RAID 1 is one of the many RAID levels supported by OS X and Disk Utility
I could then hold the Mac mini in the air and insert those two screws from underneath, successfully connecting with the screw holes on the SSD. Note: There is no turning back once you start this step. The data from the original RAID will be destroyed. The Mac mini needs to be booted from an external drive. I guess you could use Internet Recovery if absolutely necessary, since it does give you access to Terminal.
Since I knew I was going to erase it in a minute, I responded by clicking the Ignore button in the dialogue box. Here's what the drive setup looked like in Disk Utility Because I want to erase both internal drives, I just specified the two disks disk0, disk1 rather than mess around with creating and picking the right volumes.
Mac Mini Dual Drive SSD raid
So based on the information from diskutil list above , I used this command to create the new Fusion drive:. Note: cs stands for CoreStorage; you may use the form diskutil coreStorage … if you prefer. You can also name the grouping of the two drives whatever you like I chose Fusion1TB.

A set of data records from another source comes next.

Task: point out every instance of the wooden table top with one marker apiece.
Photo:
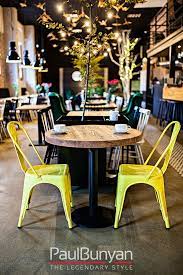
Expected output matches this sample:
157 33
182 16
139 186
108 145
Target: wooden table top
96 102
89 113
108 106
29 107
93 136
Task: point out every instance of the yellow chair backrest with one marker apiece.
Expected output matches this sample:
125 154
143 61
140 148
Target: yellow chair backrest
24 162
168 151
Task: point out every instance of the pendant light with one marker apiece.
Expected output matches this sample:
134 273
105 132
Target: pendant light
13 56
26 60
37 65
44 67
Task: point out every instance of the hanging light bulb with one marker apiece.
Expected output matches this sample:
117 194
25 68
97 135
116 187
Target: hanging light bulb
110 15
37 65
13 56
60 8
26 61
87 23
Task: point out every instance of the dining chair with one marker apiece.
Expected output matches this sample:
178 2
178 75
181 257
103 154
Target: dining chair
47 123
56 105
136 151
132 174
133 151
55 174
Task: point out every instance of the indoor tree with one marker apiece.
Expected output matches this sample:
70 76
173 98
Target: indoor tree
125 59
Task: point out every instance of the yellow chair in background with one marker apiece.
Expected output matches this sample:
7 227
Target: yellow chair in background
131 174
55 174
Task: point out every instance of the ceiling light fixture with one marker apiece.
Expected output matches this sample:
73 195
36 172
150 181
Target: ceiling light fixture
13 56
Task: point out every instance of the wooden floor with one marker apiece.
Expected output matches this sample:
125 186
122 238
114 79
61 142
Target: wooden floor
26 251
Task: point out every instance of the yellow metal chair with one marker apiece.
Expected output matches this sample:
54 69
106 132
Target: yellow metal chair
55 174
131 174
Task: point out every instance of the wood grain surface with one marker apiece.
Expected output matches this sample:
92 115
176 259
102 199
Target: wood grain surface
30 107
89 113
93 136
108 106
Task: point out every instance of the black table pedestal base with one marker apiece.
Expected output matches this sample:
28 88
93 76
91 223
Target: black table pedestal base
104 217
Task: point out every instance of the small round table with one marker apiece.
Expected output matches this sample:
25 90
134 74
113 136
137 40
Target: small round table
93 138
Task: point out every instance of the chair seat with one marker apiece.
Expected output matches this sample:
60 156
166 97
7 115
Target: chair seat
137 170
51 169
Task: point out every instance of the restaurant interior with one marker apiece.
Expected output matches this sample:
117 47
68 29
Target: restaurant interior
91 141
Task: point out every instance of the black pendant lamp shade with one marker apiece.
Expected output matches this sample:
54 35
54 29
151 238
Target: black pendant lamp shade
44 67
13 56
37 65
26 61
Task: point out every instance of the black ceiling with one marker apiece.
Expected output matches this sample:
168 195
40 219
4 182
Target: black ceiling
30 13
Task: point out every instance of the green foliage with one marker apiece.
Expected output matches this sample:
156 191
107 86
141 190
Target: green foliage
79 52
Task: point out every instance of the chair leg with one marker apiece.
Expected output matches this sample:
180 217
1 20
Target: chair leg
65 195
110 157
70 190
140 154
24 205
120 197
163 206
30 196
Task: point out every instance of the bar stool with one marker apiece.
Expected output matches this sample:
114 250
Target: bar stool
162 111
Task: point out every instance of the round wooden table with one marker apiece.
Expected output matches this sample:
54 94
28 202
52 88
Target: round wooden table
93 138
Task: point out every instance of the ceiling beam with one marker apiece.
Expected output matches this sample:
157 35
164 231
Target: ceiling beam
170 40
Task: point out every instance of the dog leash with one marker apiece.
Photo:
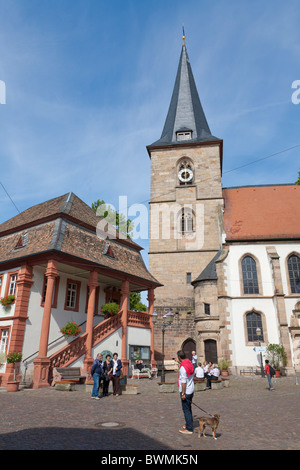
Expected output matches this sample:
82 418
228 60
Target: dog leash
202 410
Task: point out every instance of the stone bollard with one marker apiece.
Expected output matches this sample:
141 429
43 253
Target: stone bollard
166 387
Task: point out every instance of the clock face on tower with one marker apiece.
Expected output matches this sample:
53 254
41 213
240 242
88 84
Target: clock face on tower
185 175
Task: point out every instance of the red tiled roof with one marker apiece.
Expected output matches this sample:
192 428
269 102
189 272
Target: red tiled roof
262 212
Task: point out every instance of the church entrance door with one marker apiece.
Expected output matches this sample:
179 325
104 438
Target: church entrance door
188 346
210 349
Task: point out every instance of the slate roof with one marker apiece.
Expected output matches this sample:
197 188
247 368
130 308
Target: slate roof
67 225
185 110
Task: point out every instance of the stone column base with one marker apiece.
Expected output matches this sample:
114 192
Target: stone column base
41 372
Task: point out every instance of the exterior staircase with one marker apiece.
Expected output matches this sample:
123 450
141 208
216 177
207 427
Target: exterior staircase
77 348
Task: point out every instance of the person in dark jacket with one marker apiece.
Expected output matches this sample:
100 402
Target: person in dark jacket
116 374
107 370
96 373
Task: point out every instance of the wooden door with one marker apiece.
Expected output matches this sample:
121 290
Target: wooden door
210 349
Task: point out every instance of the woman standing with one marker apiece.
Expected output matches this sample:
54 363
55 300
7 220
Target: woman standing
107 369
116 373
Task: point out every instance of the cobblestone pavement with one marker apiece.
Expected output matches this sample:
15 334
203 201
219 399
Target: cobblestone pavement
252 417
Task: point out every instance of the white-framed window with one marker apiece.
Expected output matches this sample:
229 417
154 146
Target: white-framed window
12 284
4 333
72 293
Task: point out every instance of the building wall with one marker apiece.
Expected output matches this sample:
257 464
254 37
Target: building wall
274 300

That's the next step. Copy that and insert it into the following command:. Here's what my command looked like:. You can't partition at all for that matter. So if you want to have one, now is the time to put it in place. There are two good ways I can think of to do this:. In either case, when we're done, we should end up with something like this if we run diskutil list at the command line:. So in addition to a Recovery partition, we also have an OS installed. If you did a manual install of the OS, do not go through any of the Setup Assistant steps that are presented on a fresh install at least, not quite yet.
This part actually tripped me up in an unexpected way.
I had a clean OS installed, so I opted to restore from Time Machine when prompted by Setup Assistant — well, I would have if I had the necessary passwords in front of me. My wife's computer also connected to this same Time Capsule, so I was able to retrieve the password from her Keychain to connect to the device, but I could not come up with the password to access my machine's backup.
Of course, this information is in my own Keychain and, in my case, in a database as well , but since I have no access to my data right now, I need to go to Plan B. Plan B was to take the disk image I created of all my data and clone it to the Fusion Drive. Unfortunately, when I tried to do that, Disk Utility claimed that there was a size mismatch and that the contents of the disk image could not be copied. Regardless if you took my circuitous route to get to this point or not, you are now ready to restore your data.
Here's I followed through with Plan C:. If you, however, have access to your Time Machine backup, you can choose to restore from there. If you have a valid macOS Recovery partition, that's probably easiest, as the Restore from Time Machine Backup is the first choice in the menu; just start it off and follow the steps.